Accounting for my Energy Usage in Shared Buildings

We are going through a process in the USA to fine tune our energy consumption data and carbon accounting. It is common practice, in buildings with multiple tenants, for energy and other utilities to be bundled in with a commercial real estate leases. Costs for these utilities are allocated on the basis of square footage.

Needless to say this does not provide much incentive for companies to reduce energy usage. The benefit of reductions made by one tenant are shared amongst all and could easily be overwhelmed by increases made by others.

However, I want to include my share of these shared tenancy sites in my energy consumption and carbon footprint. Not only is it the right thing to do, but also, if I don’t include them now, then if in the future I consolidate some of these sites into a single larger and more energy efficient site with separate energy metering my apparent consumption and emissions will increase where in fact they may have decreased.

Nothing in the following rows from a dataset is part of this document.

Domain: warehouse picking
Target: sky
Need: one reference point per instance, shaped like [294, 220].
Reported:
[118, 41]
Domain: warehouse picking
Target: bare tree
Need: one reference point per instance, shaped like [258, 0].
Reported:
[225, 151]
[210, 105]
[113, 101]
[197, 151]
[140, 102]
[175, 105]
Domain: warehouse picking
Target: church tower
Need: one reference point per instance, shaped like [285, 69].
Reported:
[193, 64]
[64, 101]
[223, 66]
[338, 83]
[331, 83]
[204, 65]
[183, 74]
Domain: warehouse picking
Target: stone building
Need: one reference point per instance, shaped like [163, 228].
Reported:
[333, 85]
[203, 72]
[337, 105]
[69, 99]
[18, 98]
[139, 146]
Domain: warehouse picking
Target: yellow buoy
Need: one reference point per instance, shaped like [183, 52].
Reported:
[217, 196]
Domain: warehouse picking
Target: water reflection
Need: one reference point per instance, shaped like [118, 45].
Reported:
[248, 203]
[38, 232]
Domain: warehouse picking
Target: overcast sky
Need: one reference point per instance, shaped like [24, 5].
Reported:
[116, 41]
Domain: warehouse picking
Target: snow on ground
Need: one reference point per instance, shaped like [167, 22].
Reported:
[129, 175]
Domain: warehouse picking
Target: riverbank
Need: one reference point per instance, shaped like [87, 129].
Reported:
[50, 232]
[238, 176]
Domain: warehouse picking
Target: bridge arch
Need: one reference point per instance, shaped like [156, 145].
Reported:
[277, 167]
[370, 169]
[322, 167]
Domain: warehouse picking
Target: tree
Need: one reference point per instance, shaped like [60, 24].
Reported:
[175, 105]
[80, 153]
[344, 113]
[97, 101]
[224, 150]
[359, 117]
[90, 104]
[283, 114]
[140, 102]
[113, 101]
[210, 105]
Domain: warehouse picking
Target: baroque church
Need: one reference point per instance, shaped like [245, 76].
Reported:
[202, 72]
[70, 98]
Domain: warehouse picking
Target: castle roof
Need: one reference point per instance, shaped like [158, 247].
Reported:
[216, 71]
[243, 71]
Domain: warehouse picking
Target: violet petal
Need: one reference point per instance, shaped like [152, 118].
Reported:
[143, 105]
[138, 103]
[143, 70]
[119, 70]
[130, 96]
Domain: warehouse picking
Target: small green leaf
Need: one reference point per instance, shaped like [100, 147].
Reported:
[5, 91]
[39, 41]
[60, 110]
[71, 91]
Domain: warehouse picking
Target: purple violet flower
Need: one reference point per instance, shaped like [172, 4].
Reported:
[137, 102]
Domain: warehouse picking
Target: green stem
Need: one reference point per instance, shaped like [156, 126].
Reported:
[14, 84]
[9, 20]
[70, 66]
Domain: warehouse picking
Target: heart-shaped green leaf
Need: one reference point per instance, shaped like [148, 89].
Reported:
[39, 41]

To assess the energy consumption for those of our sites in this situation I have either to hassle the landlord for sight of the bill and then determine how to split it, or to develop an estimate of KWh per square foot of space from buildings where I do know the consumption and apply it to the square footage of buildings where I do not know the consumption. I have relied mostly on the latter. I have also spoken to counterparts in other companies and I am not the only one having to take this approach.

I am hoping that over time commercial property companies, and especially those companies that have a stated green focus, will move away from this allocated utility practice and towards individual metering. Meanwhile estimating will have to do unless anyone reading this has a better approach to suggest.


  1. We were talking in the office about quick-hit cost savings for the company's profitability, and noted that lack of separate metering prevents us from reaping any financial benefit from holiday closure period. Our space will probably be heated and toasty with no one in it. The landlord is quick to note when there will be unconditioned weekends at their decision, but as tenants of half a building, can't do much under current arrangements.

  2. Some municipalities prevent separate metering (i.e. DC) in office buildings unless each an every tenant is separately metered. This is another challenge and something to consider before approaching the landlord. I think that we are going to see a radical shift over the next few years...especially as landlords start to see the benefits to them as well.